The simmering price war among China’s biggest artificial intelligence-model builders will greatly accelerate the launch of more advanced AI language models in the country to close the gap with US counterparts, said top executives from leading Chinese AI startups.
They made the comments at the recent 6th BAAI Conference, a top tech event hosted by the Beijing Academy of Artificial Intelligence. A number of Chinese tech giants such as Alibaba Group, Tencent Holdings and Baidu Inc have recently slashed prices for large language models (LLMs) used to power generative AI products.
Zhang Peng, CEO of Zhipu AI, a Beijing-based startup dubbed one of the four new “AI tigers” of China, said that the price war will drive the development of the country’s LLM sector by allowing more people to really see them as essential “infrastructure”.
“When LLMs can become very cheap and available at any time for people to use, and without worrying about investment output, they will become akin to infrastructure, just like water and electricity. Under such circumstances, LLM companies will also have greater room for development,” Zhang said.
Wang Xiaochuan, CEO of AI firm Baichuan Intelligence, also believes that such a price war, which is competition-oriented, will drive more companies and individuals to truly use large models.

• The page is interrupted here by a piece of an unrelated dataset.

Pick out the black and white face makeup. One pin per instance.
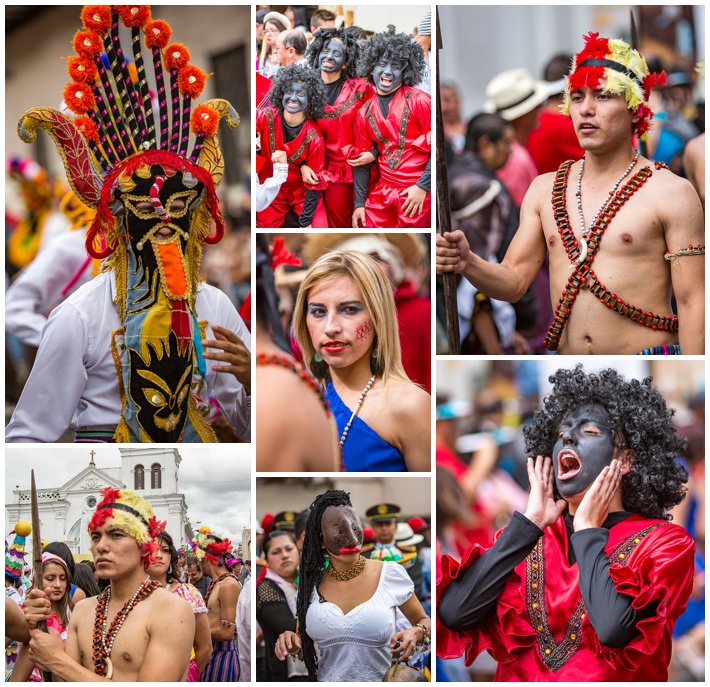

“Thereby, AI large models will be rapidly popularized in China,” Wang said.
He added that previously, many Chinese companies trained LLMs out of fear of falling behind without noting that they were in fact the users of the products themselves.
“With a price war, many of these companies began to realize that they should return to becoming users of large models and make products that are both price- and people-friendly. Such a transformation will reduce the waste of social resources,” Wang said.
Amid such a price war, Alibaba’s cloud unit announced price cuts of up to 97 percent on a range of its Tongyi Qwen LLMs.
The price cuts came after many industry experts globally realized last year that Chinese LLMs still had a big gap with US counterparts like ChatGPT.
Li Dahai, CEO of ModelBest, said that although the current price war has some marketing elements, at the end of the day, prices of large models in the future will be lower than they are now.
“This is the healthy way for large model companies to survive and it will also enable AI large models to be truly applied in thousands of industries,” he said.
Yang Zhilin, founder and CEO of Moonshot AI, an emerging LLM company, said that over the long term, the competition of large models will eventually return to overall profitability.
“At present, the proportion of AI in the workflow is still very low, perhaps 1 percent, and people do much more than AI does. But when the work undertaken by AI large models in the workflow exceeds that of humans, a price war can be avoided on the business side,” Yang said.